Murgor, who is representing Raila Odinga and Martha Karua in the Presidential Petition case before the Supreme Court, stated on Wednesday that the technology was manipulated to produce predetermined results.
“The technology deployed by IEBC for the conduct of the 2022 General Election completely failed the standards for a secure and transparent electronic voting system and thereby yielded aptly what has been described by my colleagues as non-verifiable, inaccurate and invalid results,” said Murgor.
“The technology was so inherently corrupted, manipulated and tainted that the results declared by Mr Chebukati cannot be, in an objective case, said to be representative of the true will of the Kenyan people.”
“It came out that somewhere, somehow, in the Karen suburb, there was a group of about 50 people who had access to the ICT systems of IEBC. These people were intercepting results before being uploaded to the public portal,” Murgor told the Supreme Court.
The IEBC backend was accessed by unauthorised personnel with full knowledge of the electoral commission, according to the lawyer who wants Supreme Court judges to overturn the results that saw William Ruto declared president-elect.
“The IEBC backend should have been accessed by only those legitimately authorised… There was a lack of security. The first instance is the operation and use of IEBC election materials and equipment by identified and unauthorised persons, and I am referring to the now-infamous Venezuelan nationals,” he submitted.

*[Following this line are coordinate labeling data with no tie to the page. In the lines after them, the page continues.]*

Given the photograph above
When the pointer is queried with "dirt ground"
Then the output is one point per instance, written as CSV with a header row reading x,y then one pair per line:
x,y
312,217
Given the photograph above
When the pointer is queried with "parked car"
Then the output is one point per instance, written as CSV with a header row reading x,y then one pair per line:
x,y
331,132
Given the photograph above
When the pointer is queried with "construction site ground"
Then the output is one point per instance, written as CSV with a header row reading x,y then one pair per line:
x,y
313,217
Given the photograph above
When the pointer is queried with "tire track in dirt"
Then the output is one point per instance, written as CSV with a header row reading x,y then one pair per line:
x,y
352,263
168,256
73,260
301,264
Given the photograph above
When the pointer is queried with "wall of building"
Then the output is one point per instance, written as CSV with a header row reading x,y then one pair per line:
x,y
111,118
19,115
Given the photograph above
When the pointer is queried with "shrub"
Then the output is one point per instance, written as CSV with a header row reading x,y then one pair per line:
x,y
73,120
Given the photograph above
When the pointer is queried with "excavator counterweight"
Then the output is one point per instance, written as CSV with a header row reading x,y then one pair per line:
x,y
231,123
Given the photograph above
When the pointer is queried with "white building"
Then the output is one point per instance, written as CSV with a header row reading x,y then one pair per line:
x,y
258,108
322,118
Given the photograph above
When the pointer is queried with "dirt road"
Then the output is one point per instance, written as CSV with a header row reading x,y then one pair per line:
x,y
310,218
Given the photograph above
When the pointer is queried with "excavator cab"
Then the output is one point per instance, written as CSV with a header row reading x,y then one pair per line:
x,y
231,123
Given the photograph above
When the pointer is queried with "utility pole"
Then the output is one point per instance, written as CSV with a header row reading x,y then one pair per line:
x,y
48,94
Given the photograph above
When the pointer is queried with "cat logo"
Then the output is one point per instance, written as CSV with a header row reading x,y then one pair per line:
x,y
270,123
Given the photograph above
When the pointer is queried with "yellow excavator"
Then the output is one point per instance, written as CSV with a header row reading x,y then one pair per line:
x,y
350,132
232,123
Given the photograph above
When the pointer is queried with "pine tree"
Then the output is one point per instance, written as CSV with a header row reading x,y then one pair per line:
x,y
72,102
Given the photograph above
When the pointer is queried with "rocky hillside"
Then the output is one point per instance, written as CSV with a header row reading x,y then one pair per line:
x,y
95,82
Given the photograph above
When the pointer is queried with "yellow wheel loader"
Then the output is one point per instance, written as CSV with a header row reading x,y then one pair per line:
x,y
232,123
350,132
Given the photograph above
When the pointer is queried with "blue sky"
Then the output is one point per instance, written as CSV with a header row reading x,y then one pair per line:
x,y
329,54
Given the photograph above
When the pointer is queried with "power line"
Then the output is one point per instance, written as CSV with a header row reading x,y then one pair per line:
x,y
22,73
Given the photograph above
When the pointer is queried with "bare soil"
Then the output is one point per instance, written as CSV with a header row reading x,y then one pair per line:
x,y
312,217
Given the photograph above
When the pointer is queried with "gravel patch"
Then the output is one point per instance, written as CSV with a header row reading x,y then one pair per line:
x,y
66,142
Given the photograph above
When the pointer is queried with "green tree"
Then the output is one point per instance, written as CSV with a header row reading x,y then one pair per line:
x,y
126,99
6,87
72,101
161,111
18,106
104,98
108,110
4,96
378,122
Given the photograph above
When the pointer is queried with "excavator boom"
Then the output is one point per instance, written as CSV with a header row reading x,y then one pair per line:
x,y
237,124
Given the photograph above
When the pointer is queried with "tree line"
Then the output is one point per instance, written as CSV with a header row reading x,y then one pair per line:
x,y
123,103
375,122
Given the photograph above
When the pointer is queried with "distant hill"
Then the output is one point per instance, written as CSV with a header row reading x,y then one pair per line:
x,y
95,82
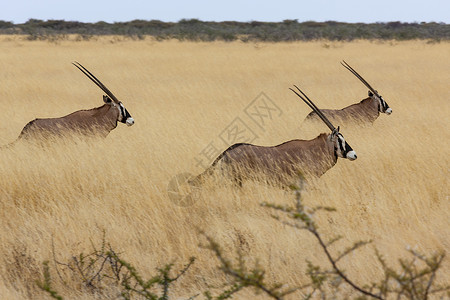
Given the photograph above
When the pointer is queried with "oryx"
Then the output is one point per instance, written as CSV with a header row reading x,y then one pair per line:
x,y
97,121
281,163
364,112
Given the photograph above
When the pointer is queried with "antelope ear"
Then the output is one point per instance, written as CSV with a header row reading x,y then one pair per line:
x,y
335,131
106,99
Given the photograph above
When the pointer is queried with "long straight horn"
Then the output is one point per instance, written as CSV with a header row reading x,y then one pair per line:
x,y
95,80
314,108
348,67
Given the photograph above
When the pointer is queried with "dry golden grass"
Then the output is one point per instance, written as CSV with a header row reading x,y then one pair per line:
x,y
182,95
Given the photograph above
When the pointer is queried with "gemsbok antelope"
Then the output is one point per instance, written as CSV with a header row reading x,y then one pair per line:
x,y
280,164
364,112
97,121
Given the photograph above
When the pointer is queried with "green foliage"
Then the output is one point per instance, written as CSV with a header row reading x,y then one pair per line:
x,y
196,30
415,280
104,268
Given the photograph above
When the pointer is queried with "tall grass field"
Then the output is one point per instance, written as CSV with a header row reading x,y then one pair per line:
x,y
190,101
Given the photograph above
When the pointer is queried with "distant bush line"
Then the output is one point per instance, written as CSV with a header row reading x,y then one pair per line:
x,y
196,30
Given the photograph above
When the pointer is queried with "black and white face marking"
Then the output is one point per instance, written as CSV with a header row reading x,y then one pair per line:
x,y
341,147
124,115
383,106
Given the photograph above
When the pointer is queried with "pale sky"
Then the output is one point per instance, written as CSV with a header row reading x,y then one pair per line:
x,y
19,11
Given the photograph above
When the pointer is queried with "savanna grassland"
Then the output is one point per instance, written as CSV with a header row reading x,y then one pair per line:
x,y
57,201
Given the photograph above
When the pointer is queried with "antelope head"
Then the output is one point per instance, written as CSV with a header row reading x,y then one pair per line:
x,y
383,107
123,116
341,147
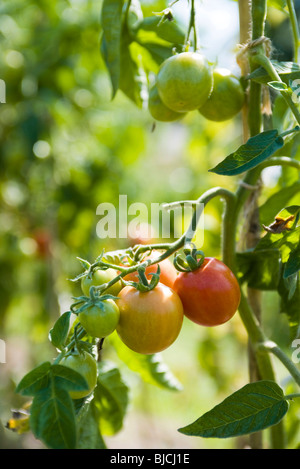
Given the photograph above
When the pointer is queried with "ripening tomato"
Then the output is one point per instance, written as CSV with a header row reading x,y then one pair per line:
x,y
210,295
158,110
99,277
226,99
168,273
149,321
184,81
86,365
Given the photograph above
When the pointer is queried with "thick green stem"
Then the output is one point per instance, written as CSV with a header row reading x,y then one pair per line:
x,y
262,60
295,29
269,346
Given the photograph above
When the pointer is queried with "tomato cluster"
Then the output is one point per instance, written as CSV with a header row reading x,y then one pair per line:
x,y
186,82
150,320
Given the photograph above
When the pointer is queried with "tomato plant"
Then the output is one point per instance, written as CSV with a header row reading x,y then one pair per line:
x,y
133,301
149,321
226,99
85,364
184,81
210,294
168,273
97,278
100,319
158,110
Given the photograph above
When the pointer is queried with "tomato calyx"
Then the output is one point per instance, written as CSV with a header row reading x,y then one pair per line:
x,y
190,260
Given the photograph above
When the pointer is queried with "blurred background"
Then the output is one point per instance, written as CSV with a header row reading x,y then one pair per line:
x,y
66,148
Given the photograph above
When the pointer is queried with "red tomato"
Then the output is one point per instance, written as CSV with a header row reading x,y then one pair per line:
x,y
149,321
210,295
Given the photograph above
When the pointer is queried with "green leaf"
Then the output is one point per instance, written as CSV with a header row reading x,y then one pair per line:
x,y
59,333
111,22
275,202
69,379
252,408
286,70
35,380
89,436
249,155
52,417
110,399
289,291
260,269
169,31
151,368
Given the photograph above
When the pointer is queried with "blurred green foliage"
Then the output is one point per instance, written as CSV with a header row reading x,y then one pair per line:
x,y
66,148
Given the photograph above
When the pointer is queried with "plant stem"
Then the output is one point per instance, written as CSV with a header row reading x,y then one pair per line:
x,y
262,60
269,346
192,25
295,29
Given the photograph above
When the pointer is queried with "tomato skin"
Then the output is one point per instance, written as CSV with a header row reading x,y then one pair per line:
x,y
226,99
210,295
168,273
99,322
158,110
149,321
98,278
86,365
184,81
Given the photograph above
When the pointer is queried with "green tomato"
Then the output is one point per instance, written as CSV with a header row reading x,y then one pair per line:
x,y
86,365
226,99
98,278
100,320
184,81
158,110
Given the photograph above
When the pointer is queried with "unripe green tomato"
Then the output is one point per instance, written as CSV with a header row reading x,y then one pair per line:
x,y
158,110
184,81
100,321
226,99
86,365
98,278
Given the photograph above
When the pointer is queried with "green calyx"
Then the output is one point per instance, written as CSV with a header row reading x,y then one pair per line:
x,y
190,260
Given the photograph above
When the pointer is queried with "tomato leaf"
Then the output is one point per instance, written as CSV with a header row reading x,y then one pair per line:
x,y
276,201
260,269
110,399
252,408
151,368
111,22
59,333
249,155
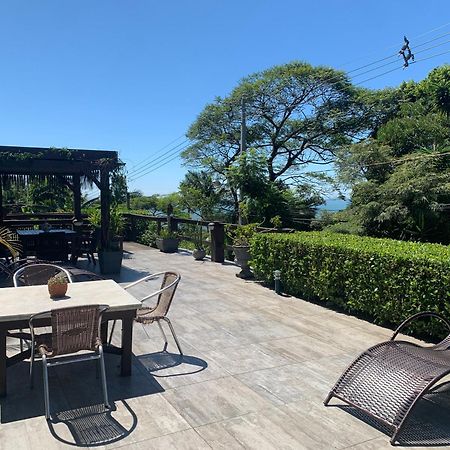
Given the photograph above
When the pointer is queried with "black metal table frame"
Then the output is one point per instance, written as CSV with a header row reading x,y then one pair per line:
x,y
126,316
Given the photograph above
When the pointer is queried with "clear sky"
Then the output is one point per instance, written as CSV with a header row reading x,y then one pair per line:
x,y
132,75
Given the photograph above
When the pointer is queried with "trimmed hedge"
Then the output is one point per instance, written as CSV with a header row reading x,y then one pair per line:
x,y
384,279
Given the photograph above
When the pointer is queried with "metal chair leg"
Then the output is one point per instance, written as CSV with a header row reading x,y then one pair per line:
x,y
46,390
173,334
112,331
166,343
103,372
31,368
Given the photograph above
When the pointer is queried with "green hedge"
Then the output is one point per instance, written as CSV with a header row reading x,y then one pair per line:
x,y
384,279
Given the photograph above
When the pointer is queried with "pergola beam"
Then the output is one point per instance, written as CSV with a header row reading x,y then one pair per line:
x,y
95,165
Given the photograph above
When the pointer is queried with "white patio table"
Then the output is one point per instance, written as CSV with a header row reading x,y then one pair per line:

“Penetration by way of hacking and unauthorised grant of access to IEBC systems by known and unknown persons.”
“A result for [Dr. Ruto] was being arrived at well before the tally was in and each time work was being done to fit A and B into that result and at the end the result was forced onto Kenyans through a Form 34C,” he added.
Murgor informed the judges that a Form 34C had been produced prior to the final announcement.
“As of 12th August, 2022 at 15:48 hours, a Form 34C had already been generated. What was the business of anyone within that system generating a Form 34C? We were two days away from the final announcement,” he said.
The petitioners further claim that IEBC personnel, who were not gazetted for the purposes of restricted and accountable access to the system, were granted access to the system.
“In particular, the personal assistant of IEBC chairperson Wafula Chebukati, Dickson Kwanusu, is granted access. While we may not see the fingerprints of Chebukati in the ICT system, we see his palm, his much larger presence through the actions of his key aide. Indeed, when you study the system, you’ll find that Dickson Kwanusu performed a purported verification process of [forms] 34A 1,743 times,” said Murgor.
Murgor cited evidence from other forensic expert reports.
Some of the evidence presented suggests that some foreigners were given “super administrator” rights during the counting process. He also stated that there were six unauthorized users accessing the system.
“Four IEBC commissioners have stated categorically that the system was controlled by one person, Chebukati, and they were kept in the dark. [Commissioner Justus] Nyang’aya, who was in charge of ICT, was also shocked that foreigners were controlling the system, and had access during, and after the election,” he said.
“The technology applied by the IEBC for the conduct of the 2022 General Election completely failed the standards of a secure, transparent electronic voting system, and thereby yielded unverifiable, inaccurate and invalid results. This election was controlled from everywhere, except IEBC,” he said.